You can also apply the above combination on multiple columns of a data frame to get the sum of multiple numeric columns based on each combination of grouped data.

```
# Group by sum of multiple columns
df2 <- df %>% group_by(department,state) %>%
summarise(sum_salary=sum(salary),
sum_bonus= sum(bonus),
.groups = 'drop') %>%
as.data.frame()
df2
```

The above code takes a data frame `df`

, groups it by `department`

and `state`

, and then calculates the sum of `salary`

and `bonus`

within each group, creating a new data frame `df2`

with these summary statistics.

Yields below output.

Alternatively, you can use the `across()`

function with the vector of elements you want to apply to summarise on.

```
# Group by sum of multiple columns using across()
df2 <- df %>% group_by(department,state) %>%
summarise(across(c(salary, bonus),sum),
.groups = 'drop') %>%
as.data.frame()
df2
```

## Get the Sum of NoN-Grouping Columns

Finally, let’s explore how to use the aggregate function `sum`

on all columns of a data frame, excluding the grouping columns. Ensure that your data frame contains only numeric columns in addition to the grouping columns, as including non-numeric columns in the summarization will result in an error.

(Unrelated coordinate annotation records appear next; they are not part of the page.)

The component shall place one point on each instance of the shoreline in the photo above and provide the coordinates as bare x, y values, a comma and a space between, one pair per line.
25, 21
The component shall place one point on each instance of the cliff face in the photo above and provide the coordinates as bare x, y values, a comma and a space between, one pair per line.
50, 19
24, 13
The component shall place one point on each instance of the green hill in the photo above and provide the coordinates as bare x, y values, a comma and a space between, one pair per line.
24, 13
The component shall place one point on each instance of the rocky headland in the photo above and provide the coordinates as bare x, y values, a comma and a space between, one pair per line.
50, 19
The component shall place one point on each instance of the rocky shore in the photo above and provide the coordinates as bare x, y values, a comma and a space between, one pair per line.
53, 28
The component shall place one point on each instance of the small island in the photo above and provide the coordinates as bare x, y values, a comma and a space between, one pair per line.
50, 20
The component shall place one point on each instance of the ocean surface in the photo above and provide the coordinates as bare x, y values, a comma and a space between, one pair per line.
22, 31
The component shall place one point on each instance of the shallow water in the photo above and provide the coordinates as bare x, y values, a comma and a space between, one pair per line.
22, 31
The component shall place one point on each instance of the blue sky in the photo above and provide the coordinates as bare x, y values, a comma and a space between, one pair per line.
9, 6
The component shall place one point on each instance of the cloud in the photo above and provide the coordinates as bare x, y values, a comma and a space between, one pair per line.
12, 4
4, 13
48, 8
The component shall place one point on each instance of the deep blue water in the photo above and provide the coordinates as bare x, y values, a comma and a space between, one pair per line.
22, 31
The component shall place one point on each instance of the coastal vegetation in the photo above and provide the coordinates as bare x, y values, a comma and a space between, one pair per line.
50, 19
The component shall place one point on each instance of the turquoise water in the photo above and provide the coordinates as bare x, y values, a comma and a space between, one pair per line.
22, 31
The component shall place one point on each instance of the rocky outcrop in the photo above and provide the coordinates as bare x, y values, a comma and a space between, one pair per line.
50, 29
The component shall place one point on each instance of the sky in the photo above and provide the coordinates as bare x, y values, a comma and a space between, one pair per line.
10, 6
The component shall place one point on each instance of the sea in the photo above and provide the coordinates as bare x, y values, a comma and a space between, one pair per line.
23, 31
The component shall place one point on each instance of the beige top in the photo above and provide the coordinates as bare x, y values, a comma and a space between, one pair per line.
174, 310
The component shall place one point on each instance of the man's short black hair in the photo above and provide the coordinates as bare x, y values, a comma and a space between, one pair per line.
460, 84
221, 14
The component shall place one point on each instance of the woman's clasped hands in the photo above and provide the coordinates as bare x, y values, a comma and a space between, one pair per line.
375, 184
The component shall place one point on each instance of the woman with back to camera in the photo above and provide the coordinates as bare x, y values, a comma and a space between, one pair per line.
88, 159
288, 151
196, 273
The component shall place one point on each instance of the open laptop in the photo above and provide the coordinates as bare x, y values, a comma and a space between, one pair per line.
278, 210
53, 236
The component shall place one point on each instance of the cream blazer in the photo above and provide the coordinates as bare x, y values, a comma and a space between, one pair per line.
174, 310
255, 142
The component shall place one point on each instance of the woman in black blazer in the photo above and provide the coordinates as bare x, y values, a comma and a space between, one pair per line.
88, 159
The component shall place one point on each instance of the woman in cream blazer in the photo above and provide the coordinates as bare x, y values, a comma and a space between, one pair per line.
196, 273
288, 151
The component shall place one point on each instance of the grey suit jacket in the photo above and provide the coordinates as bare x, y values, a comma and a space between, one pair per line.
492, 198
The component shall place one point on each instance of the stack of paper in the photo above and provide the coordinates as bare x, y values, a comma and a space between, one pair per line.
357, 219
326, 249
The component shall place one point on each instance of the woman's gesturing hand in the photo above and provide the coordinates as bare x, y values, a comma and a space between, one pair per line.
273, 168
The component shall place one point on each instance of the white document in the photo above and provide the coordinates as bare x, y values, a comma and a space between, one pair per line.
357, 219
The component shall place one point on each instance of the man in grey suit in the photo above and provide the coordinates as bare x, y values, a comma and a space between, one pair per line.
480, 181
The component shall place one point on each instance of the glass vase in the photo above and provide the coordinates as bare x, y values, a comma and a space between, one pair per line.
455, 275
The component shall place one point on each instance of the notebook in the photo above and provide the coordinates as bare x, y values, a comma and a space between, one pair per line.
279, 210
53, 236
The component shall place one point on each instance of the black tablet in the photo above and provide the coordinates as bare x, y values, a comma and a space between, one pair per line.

In this example, we will group by the `department`

and `state`

columns, summarize all columns except the grouping columns, and apply the `sum`

function to all summarized columns.

```
# Sum on all columns except group by columns
num_df<- df[,c("department","state","age","salary","bonus")]
df2 <- num_df %>% group_by(department, state) %>%
summarise(across(everything(), sum),
.groups = 'drop') %>%
as.data.frame()
df2
```

## Get Group By Sum using aggregate()

So far, we have learned examples of groupby sum using the dplyr package. Now in this example, we will learn how to get groupby sum based on single/multiple columns of the data frame using R base `aggregate()`

function.

Let’s pass specified columns one for summing and another for grouping along with `FUN`

parameters into this function, it will perform grouping and summing finally, return the sum of the grouped object.

```
# Group by sum using R Base aggregate()
agg_df <- aggregate(df$salary, by=list(df$department), FUN=sum)
agg_df
```

Yields below output.

## Perform Groupby Sum of Multiple Columns using R Base

You can utilize the base R function `aggregate()`

to perform a groupby sum operation on multiple columns of a data frame. To do this, specify the list of columns for grouping using the `by`

parameter and include another numeric column along with the `FUN`

parameter when calling the function.

```
# R Base aggregate() on multiple columns
agg_df <- aggregate(df$salary, by=list(df$department,df$state), FUN=sum)
agg_df
```

Yields below output.

## Conclusion

In this article, I have detailed how to perform a group by sum in R using the `group_by()`

function from the dplyr package and the `aggregate()`

function from base R. The dplyr functions are particularly efficient for handling large datasets, making them the preferable option.